Journey to the Center of the Earth by Jules Verne

The following day was remarkable by its lack of any particular incidents. Always the same damp and swampy soil; the same dreary uniformity; the same sad and monotonous aspect of scenery. In the evening, having accomplished the half of our projected journey, we slept at the Annexia of Krosolbt.

For a whole mile we had under our feet nothing but lava. This disposition of the soil is called hraun: the crumbled lava on the surface was in some instances like ship cables stretched out horizontally, in others coiled up in heaps; an immense field of lava came from the neighboring mountains, all extinct volcanoes, but whose remains showed what once they had been. Here and there could be made out the steam from hot water springs.

There was no time, however, for us to take more than a cursory view of these phenomena. We had to go forward with what speed we might. Soon the soft and swampy soil again appeared under the feet of our horses, while at every hundred yards we came upon one or more small lakes. Our journey was now in a westerly direction; we had, in fact, swept around the great bay of Faxa, and the twin white summits of Sneffels rose to the clouds at a distance of less than five miles.

The horses now advanced rapidly. The accidents and difficulties of the soil no longer checked them. I confess that fatigue began to tell severely upon me; but my uncle was as firm and as hard as he had been on the first day. I could not help admiring both the excellent Professor and the worthy guide; for they appeared to regard this rugged expedition as a mere walk!

On Saturday, the 20th June, at six o’clock in the evening, we reached Budir, a small town picturesquely situated on the shore of the ocean; and here the guide asked for his money. My uncle settled with him immediately. It was now the family of Hans himself, that is to say, his uncles, his cousins-german, who offered us hospitality. We were exceedingly well received, and without taking too much advantage of the goodness of these worthy people, I should have liked very much to have rested with them after the fatigues of the journey. But my uncle, who did not require rest, had no idea of anything of the kind; and despite the fact that next day was Sunday, I was compelled once more to mount my steed.

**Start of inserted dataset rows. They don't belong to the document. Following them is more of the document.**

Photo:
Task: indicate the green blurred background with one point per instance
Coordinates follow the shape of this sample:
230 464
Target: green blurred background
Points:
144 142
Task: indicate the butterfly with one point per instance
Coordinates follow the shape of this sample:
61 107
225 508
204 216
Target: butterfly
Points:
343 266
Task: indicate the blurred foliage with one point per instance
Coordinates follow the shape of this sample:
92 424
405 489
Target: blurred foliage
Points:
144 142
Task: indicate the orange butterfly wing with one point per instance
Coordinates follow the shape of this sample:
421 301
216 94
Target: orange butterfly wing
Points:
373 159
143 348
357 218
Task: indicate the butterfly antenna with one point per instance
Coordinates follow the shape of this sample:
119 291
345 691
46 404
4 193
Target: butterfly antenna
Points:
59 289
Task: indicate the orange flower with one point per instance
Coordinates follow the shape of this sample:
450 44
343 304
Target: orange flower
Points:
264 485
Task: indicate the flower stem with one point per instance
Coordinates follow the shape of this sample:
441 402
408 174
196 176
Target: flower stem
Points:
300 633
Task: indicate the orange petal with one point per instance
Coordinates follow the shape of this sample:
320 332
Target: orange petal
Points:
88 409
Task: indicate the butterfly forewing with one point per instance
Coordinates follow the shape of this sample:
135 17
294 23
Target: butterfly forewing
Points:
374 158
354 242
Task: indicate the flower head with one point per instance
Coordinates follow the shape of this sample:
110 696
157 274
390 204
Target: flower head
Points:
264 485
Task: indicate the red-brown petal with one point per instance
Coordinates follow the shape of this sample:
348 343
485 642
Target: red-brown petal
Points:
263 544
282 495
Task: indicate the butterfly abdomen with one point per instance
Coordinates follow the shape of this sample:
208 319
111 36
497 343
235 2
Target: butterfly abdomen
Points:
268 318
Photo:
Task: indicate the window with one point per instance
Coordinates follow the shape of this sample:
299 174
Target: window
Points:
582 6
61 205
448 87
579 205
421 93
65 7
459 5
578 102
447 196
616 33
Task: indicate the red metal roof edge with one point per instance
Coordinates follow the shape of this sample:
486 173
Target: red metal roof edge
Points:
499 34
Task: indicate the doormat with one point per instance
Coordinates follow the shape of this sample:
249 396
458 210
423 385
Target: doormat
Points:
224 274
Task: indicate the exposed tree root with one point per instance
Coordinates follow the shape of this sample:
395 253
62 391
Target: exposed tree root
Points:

The soil was again affected by the neighborhood of the mountains, whose granite peered out of the ground like tops of an old oak. We were skirting the enormous base of the mighty volcano. My uncle never took his eyes from off it; he could not keep from gesticulating, and looking at it with a kind of sullen defiance as much as to say “That is the giant I have made up my mind to conquer.”

After four hours of steady traveling, the horses stopped of themselves before the door of the presbytery of Stapi.

XII

The Ascent of Mount Sneffels

The huge volcano which was the first stage of our daring experiment is above five thousand feet high. Sneffels is the termination of a long range of volcanic mountains, of a different character to the system of the island itself. One of its peculiarities is its two huge pointed summits. From whence we started it was impossible to make out the real outlines of the peak against the gray field of sky. All we could distinguish was a vast dome of white, which fell downward from the head of the giant.

The commencement of the great undertaking filled me with awe. Now that we had actually started, I began to believe in the reality of the undertaking!

Our party formed quite a procession. We walked in single file, preceded by Hans, the imperturbable eider-duck hunter. He calmly led us by narrow paths where two persons could by no possibility walk abreast. Conversation was wholly impossible. We had all the more opportunity to reflect and admire the awful grandeur of the scene around.

Beyond the extraordinary basaltic wall of the fjord of Stapi we found ourselves making our way through fibrous turf, over which grew a scanty vegetation of grass, the residuum of the ancient vegetation of the swampy peninsula. The vast mass of this combustible, the field of which as yet is utterly unexplored, would suffice to warm Iceland for a whole century. This mighty turf pit, measured from the bottom of certain ravines, is often not less than seventy feet deep, and presents to the eye the view of successive layers of black burned-up rocky detritus, separated by thin streaks of porous sandstone.